Money Markets
ARM’s expansion bid to intensify war for cement market
ARM managing director Pradeep Paunrana at a past function. The Kenyan plants will produce 3,000 metric tonnes of cement per day, while the Tanzania one will produce 4,500 tonnes. Photo/LIZ MUTHONI
Posted Tuesday, October 27 2009 at 00:00
“Our investment in Tanzania is driven by the expected exponential growth of cement use to be driven by infrastructural projects in roads, power and mining”, said Mr Paurana.
Currently, Tanga Cement controls less than 10 per cent of the Tanzanian market with the bulk being imported from Egypt, South Africa and Zambia.
ARM’s expansion will see its market share grow to 19 per cent from the current 13 per cent.
Bamburi Cement controls 58 per cent of the local cement market and Portland has a 30 per cent stake.
According to East African Cement Producers Association (EACPA), the industry lobby group, demand for cement locally has grown steadily from one million tonnes in 1994 to 2.7 million tonnes to date and is expected to hit four million tonnes in three years.

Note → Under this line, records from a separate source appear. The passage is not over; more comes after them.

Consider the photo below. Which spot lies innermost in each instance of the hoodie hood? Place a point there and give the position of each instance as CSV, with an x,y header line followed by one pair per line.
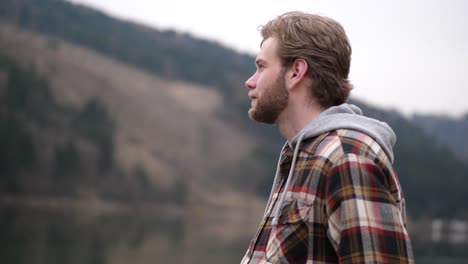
x,y
349,116
345,116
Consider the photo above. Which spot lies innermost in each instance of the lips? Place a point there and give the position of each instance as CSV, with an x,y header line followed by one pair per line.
x,y
252,97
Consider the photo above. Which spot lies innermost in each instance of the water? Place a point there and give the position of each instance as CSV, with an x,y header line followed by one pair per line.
x,y
38,236
30,235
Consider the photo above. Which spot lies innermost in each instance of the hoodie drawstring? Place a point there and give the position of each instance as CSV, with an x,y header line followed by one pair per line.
x,y
288,182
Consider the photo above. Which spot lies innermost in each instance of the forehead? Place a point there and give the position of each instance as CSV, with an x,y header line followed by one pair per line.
x,y
268,51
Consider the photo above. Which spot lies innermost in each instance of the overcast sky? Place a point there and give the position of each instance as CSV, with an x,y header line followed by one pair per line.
x,y
408,55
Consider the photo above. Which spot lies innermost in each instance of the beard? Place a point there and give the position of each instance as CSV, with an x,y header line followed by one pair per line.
x,y
271,103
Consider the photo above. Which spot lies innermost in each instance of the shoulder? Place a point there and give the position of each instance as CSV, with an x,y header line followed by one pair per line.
x,y
336,144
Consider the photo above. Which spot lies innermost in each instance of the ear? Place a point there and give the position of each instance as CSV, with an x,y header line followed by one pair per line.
x,y
297,73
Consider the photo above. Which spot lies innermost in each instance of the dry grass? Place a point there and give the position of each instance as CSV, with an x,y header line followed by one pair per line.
x,y
165,127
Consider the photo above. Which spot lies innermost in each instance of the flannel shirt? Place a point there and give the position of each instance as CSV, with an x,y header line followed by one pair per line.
x,y
344,205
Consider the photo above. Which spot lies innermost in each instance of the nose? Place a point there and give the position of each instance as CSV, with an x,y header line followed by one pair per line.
x,y
251,83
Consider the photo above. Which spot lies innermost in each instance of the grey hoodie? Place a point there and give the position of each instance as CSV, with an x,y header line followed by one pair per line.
x,y
345,116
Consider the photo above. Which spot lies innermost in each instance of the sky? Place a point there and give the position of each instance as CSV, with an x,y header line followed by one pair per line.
x,y
408,55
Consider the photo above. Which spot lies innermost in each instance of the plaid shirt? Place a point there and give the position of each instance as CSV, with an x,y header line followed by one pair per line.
x,y
344,205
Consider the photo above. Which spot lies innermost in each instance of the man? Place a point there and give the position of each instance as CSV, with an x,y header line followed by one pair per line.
x,y
336,197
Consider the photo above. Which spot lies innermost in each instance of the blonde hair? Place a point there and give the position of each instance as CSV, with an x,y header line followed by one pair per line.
x,y
322,42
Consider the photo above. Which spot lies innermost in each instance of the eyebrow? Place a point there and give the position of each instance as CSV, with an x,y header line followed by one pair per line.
x,y
259,61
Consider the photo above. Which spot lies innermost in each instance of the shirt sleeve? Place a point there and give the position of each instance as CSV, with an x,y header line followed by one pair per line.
x,y
365,222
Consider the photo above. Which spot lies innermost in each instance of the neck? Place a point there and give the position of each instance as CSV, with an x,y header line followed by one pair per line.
x,y
294,118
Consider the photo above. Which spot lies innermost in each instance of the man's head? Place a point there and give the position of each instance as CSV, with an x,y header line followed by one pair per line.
x,y
323,44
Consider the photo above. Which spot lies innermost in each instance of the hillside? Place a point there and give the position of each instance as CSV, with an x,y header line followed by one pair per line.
x,y
159,129
103,110
447,130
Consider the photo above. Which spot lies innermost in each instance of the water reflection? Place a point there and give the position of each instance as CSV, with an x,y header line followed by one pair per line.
x,y
36,236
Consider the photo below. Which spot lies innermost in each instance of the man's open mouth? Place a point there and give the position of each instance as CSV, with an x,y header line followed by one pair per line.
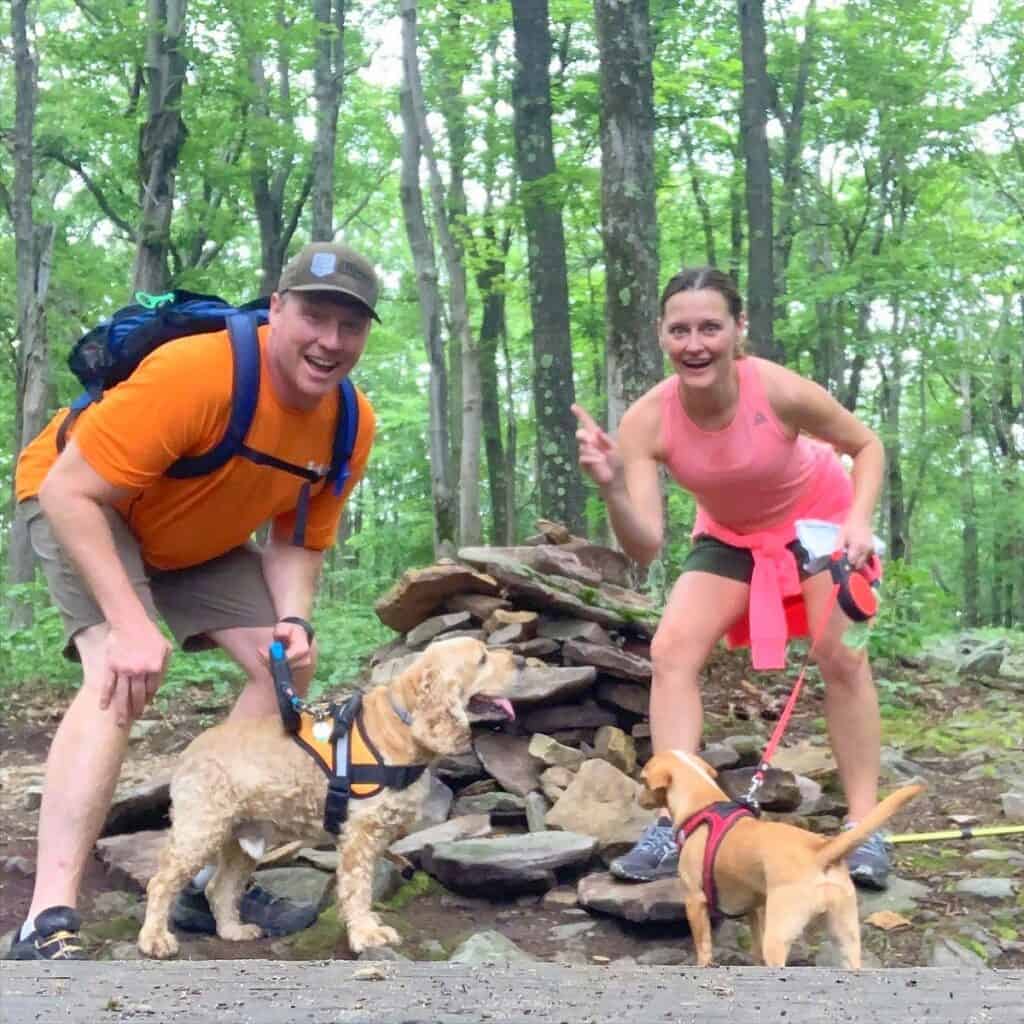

Even as ARM carries out its expansion plans, the other players are also engaged in either plant expansion or product diversification and value addition to grow their bottom lines.
East African Portland Cement is adding a new milling, plant besides plans to engage in value addition through preparation of ready made concrete mix used for construction.
Similarly, Bamburi Cement is adding a new grinding plant.
Beside cement production, ARM is also involved in fertiliser manufacturing and sodium silicate used in making of detergents.
Other products include industrial minerals and lime.